An independent review of the current mooring systems will be conducted to confirm their suitability for open-water conditions and make recommendations for possible improvements, if necessary.
Currently, in cooperation with the Ministry of Infrastructure and Environment, a new Harbor Master Plan is being formulated. This master plan includes research into methods of improving the harbor facilities and anchorages. The aim of the plan is to further professionalize Fort Bay Harbor and to increase Saba’s attractiveness to the yachting sector. Continued efforts will be made to have a VHF repeater installed, which will improve communication within the mooring zones for additional safety and quick response.
Inspection should be regular, logged and documented with photos and/or video. This is a liability for the marine park and the island. Sad that action to be taken needed is a reaction to the unfortunate events.
I was disappointed to see a large area of diesel sheen emanating from Elsa this afternoon (Saturday 3/25, 3:30PM) when I walked down The Ladder to have look at her condition. I was told by someone involved with her salvage that the diesel leak had been resolved; that’s hardly the case. It’s unacceptable that, after several days, there aren’t oil containment booms surrounding this vessel. I don’t think “everything is being done to minimize damage” as suggested by this article.

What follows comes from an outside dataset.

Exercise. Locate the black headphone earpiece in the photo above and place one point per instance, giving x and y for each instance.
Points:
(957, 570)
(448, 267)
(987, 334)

The article also suggests that mariners might not be following proper procedures to ensure the safety of their own vessels. As an owner of a sailing vessel, who has sailed many places around the world, including the Caribbean as well as Saba, I am very wary of moorings, especially those who use line instead of all chain, a practice that I believe is used here in Saba. I much prefer to use my own tackle, but that really isn’t an option here in Saba; as a result we have to rely on the Harbor Master for our safely while moored here.
These aren’t the first instances of mooring failures here in Saba…
Was the grounded vessel ever removed?
What is the current status?
We were on Saba last month, saw (and smelled) the ship and oil leaks from ladder bay.
Really curious if the vessel has been removed or if its still there.